Posted by Ana on .
Liquid chloroform (CHCl3) is placed in a closed container and allowed to equilibrate with chloroform vapor. With the temperature held constant, additional chloroform is introduced into the system, and the vapor-liquid equilibrium is reestablished. Following this, the chloroform vapor pressure will:
a) be higher
b) be lower
c) be the same if both liquid and vapor phases are present
d) be lower if the heat of vaporization is positive
e) be higher if the heat of vaporization is positive
The correct answer is C but I don't quite get it why so? Could you please explain? Thank you
(1-11) Chemistry - Science (Dr. Bob222) - DrBob222, Saturday, May 10, 2014 at 1:42pm
Yes, the answer is C. Any liquid placed in a closed system will come to equilibrium with its vapor at a particular temperature. The vapor pressure then is say x. Adding more liquid will NOT make the liquid evaporate more which would, of course, increase the vapor. The vapor pressure is a function of the temperature. Those molecules with sufficient energy will be able to jump out of the liquid and that depends upon T. Increasing T will give them more energy and increase the vapor pressure but that's the only way to increase p. You may say "but increasing volume will give it more room to evaporate" and that is very true, however, more molecules will enter the vapor phase but when the vapor pressure reaches equilibrium it will be the SAME it was at the smaller volume
(1-11) Chemistry - Science (Dr. Bob222) - Ana, Saturday, May 10, 2014 at 6:27pm
Will the Le Chatelier's principle work here? Because pure liquid has no effect on the equilibrium position, it will not move towards products; thus, chloroform vapor will not form.

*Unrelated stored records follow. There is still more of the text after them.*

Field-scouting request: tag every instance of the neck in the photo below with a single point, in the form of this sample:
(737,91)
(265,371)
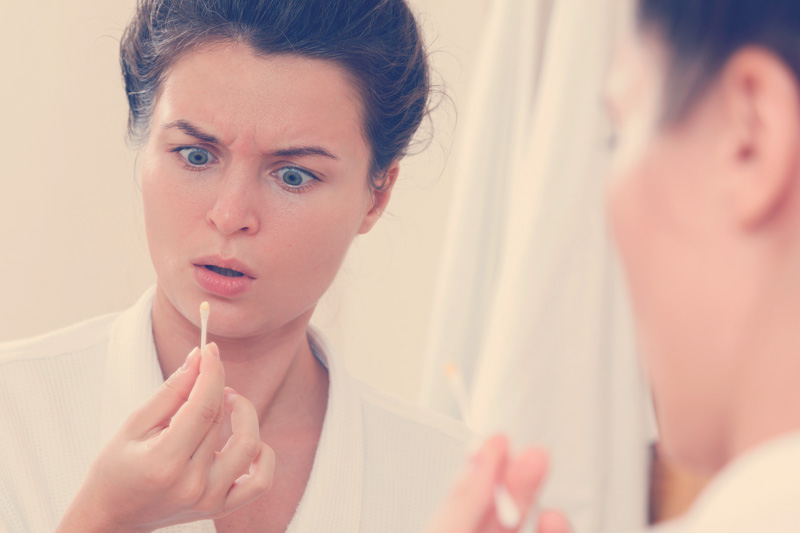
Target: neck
(275,370)
(766,398)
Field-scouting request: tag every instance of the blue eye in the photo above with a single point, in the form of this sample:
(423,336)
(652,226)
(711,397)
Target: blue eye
(294,177)
(196,157)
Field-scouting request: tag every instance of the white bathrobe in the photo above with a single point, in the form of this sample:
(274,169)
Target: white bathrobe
(757,492)
(381,465)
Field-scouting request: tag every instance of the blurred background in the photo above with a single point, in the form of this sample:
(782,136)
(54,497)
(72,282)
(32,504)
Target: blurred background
(493,254)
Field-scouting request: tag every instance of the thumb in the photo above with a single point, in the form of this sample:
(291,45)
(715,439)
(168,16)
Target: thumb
(471,498)
(157,411)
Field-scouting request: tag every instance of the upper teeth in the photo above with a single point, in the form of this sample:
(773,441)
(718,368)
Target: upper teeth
(224,271)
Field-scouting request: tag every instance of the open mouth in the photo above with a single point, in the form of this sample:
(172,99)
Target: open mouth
(224,271)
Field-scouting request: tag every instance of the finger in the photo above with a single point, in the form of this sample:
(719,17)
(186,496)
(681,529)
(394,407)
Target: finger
(243,446)
(522,478)
(205,453)
(470,502)
(195,417)
(156,412)
(552,522)
(255,483)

Chemistry - Science (Dr. Bob222) -
That's an interesting proposition but I don't think Le Chatelier's principle is quite the one to use here. However, if you look at it as an equilibrium (which it is), then
H2O(l) --> H2O(g)
So Kp = pH2O(g). When pH2O(g) has reached equilibrium with the liquid, then Kp is satisfied, and no more water will vaporize. You can see from the equation that adding more water has no effect on the equilibrium; you're right about liquid water (as long as a drop is there) having no effect on the pressure of the water vapor.